FIG 3.

Effects of immunoproteasome deficiency on adaptive immune responses to MAV-1 in adult mice. (A) Adult B6 and TKO mice were infected i.n. with MAV-1. Control animals were mock infected with conditioned media. Mice were reinfected i.n. with MAV-1 at 28 dpi. Lungs were harvested at 7 dpi following reinfection. RT-qPCR was used to quantify TPL mRNA levels in the lungs. mRNA levels are expressed in arbitrary units standardized to GAPDH. Data from mice at 7 dpi. following primary infection (also depicted in Fig. 1B) are presented to the left of the dotted line for reference but are not included in statistical analysis.

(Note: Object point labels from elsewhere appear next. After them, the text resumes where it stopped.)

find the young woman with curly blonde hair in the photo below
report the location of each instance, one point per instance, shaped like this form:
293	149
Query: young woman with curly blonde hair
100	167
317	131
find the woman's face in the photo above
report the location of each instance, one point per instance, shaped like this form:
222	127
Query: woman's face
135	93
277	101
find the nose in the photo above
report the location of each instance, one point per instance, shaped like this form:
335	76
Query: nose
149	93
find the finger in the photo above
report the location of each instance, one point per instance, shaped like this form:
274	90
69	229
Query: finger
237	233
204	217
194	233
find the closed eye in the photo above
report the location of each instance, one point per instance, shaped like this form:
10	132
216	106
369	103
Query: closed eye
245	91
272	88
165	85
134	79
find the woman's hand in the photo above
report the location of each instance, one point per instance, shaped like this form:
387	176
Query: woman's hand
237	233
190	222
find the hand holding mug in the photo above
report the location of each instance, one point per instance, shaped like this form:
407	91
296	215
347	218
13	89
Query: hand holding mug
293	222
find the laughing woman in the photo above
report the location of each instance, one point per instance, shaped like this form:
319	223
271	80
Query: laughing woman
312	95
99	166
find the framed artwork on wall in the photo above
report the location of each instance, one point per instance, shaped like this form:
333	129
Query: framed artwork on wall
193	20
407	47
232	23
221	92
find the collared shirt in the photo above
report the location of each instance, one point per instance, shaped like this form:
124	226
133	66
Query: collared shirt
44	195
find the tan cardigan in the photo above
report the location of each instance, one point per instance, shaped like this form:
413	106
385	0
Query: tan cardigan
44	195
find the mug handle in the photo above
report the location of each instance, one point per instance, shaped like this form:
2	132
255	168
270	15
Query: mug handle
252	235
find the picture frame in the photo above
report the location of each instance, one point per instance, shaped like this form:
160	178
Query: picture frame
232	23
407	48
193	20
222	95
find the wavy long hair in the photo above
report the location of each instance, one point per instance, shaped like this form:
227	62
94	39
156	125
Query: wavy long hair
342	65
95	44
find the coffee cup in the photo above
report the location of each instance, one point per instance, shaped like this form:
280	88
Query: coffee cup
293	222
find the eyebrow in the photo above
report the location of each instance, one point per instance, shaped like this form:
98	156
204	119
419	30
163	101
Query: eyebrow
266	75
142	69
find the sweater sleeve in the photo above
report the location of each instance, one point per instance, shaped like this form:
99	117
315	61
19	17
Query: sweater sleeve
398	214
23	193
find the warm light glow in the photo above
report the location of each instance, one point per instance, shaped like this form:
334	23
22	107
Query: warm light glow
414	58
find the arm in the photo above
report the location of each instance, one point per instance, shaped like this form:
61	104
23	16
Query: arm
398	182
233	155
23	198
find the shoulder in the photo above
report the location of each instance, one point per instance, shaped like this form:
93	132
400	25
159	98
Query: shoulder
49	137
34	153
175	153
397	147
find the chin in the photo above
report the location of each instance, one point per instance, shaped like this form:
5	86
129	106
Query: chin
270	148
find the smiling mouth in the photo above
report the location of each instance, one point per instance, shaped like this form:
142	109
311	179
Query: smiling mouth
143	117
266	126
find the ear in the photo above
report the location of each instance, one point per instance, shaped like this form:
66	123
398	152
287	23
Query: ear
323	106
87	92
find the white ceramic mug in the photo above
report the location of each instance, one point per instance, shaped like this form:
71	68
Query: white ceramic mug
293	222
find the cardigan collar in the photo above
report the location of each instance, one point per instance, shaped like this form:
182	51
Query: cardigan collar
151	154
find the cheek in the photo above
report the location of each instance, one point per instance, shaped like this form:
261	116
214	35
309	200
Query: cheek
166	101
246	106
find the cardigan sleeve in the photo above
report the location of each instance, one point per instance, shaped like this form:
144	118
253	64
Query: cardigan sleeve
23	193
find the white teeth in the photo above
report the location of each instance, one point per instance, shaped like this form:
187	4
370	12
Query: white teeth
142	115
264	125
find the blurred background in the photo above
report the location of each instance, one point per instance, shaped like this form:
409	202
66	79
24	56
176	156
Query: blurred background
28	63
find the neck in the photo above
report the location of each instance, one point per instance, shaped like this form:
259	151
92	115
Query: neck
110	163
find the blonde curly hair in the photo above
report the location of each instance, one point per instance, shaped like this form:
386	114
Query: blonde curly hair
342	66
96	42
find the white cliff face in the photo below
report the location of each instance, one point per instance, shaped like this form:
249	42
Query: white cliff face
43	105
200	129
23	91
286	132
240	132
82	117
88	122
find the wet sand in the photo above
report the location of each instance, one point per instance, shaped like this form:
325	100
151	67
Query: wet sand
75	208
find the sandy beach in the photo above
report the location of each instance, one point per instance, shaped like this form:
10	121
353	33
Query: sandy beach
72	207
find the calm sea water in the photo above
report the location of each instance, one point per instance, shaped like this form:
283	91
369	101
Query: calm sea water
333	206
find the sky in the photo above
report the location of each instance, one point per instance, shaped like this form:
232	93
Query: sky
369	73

Individual circles represent values for individual mice (n = 4 to 6 mice per reinfected group), and horizontal bars represent means for each group. Statistical comparisons were made using two-way ANOVA, followed by Bonferroni’s multiple-comparison tests. No statistically significant differences were identified. (B) Neutralization assays were performed in which serum obtained from infected B6 and TKO mice (n = 10 per group) at 21 dpi was used at the indicated dilutions to neutralize in vitro infection of 3T12 mouse fibroblasts by MAV-1.pIXeGFP, a recombinant GFP-expressing MAV-1. Serum from mock-infected mice (n = 4) was used as a control. Accumulating fluorescence expressed as relative fluorescence units (RFU) was used as an indicator of viral replication. The bottom horizontal dashed line represents background fluorescence in wells with uninfected cells. The top horizontal dashed line represents fluorescence in wells with cells infected with virus in the absence of any serum. Statistical comparisons were made using two-way ANOVA followed by Bonferroni’s multiple-comparison tests. ***, P < 0.001, comparing sera from mock-infected and infected mice (both B6 and TKO). No statistically significant differences between sera from infected B6 and TKO mice were identified.